If your teachers and students (and friends and family) are always asking you how to do something on the computer, even though you know you showed them at least three times already, you won't be alone - statistics from a recent ICM survey carried out on our behalf show that almost half of all adults in the UK feel that their basic computer skills need improving. dlc blog

The same survey revealed that 21% of parents don't feel their computer skills are effective enough to help their children with their homework, and even more worryingly, 18% don't feel confident in their ability to protect themselves and their family online - 12% had never heard of online safety tools or best practices. With the kind of threats and issues there are online today, as well as the opportunities open to those with good digital skills, this is obviously something that needs to be addressed quickly, and something that the Government is taking seriously, with David Lammy MP, the Minister for Skills, attending today's launch of the Digital Literacy Curriculum to discuss these issues and more.
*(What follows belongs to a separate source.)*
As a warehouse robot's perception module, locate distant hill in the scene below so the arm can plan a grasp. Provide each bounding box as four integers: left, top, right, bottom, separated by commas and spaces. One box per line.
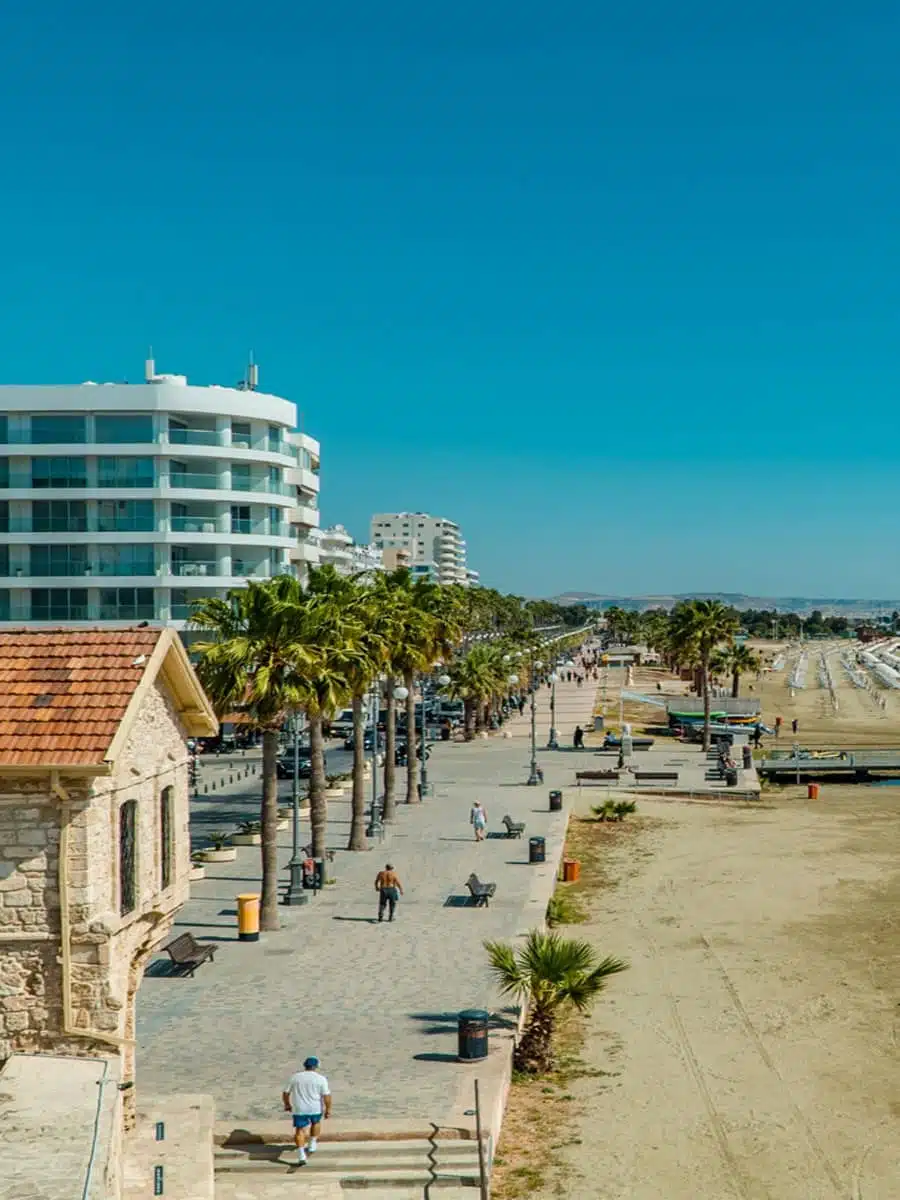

We're hoping that the latest version of our Digital Literacy curriculum can help to improve these statistics and provide people with the skills they need to succeed in today's digital world, while also giving you back hours of time not spent answering the same basic questions! This course is designed to help out those 47% who feel that their basic computer skills need improving and to give them the confidence to use computers in their everyday life.

The curriculum is split into the following 5 modules:

  • Computer basics - covers the fundamentals of computing and explores how to use basic operating systems

  • The Internet - reveals the ins and outs of life online - how to browse web pages, navigate web sites, use search engines and send emails

  • Productivity programmes - teaches the basics of word processing, using spreadsheets, creating presentations and managing databases to use in school and at home

  • Digital lifestyles - this is the fun bit that shows how to use digital technologies to manage music, photos and videos

  • Computer security and privacy - explains the risks and threats associated with the digital world and shows how to protect yourself and prevent them

The course can be completed online, and for those with a computer at home it's simple enough to work thorough with some help from friends and family. Otherwise tutor support is available at learndirect or UK online centres, as well as Microsoft IT Academies. So for those teachers, parents, students and colleagues that you know that need to improve their digital skills, point them in the direction of the Digital Literacy curriculum web site. You can also add a link to it from your intranet and parent portal to ensure that those that need it most can access it, and need never ask you how to attach a document to an email again.

The partnership with OCR also means that you could offer a certification for parents/students/staff at the end!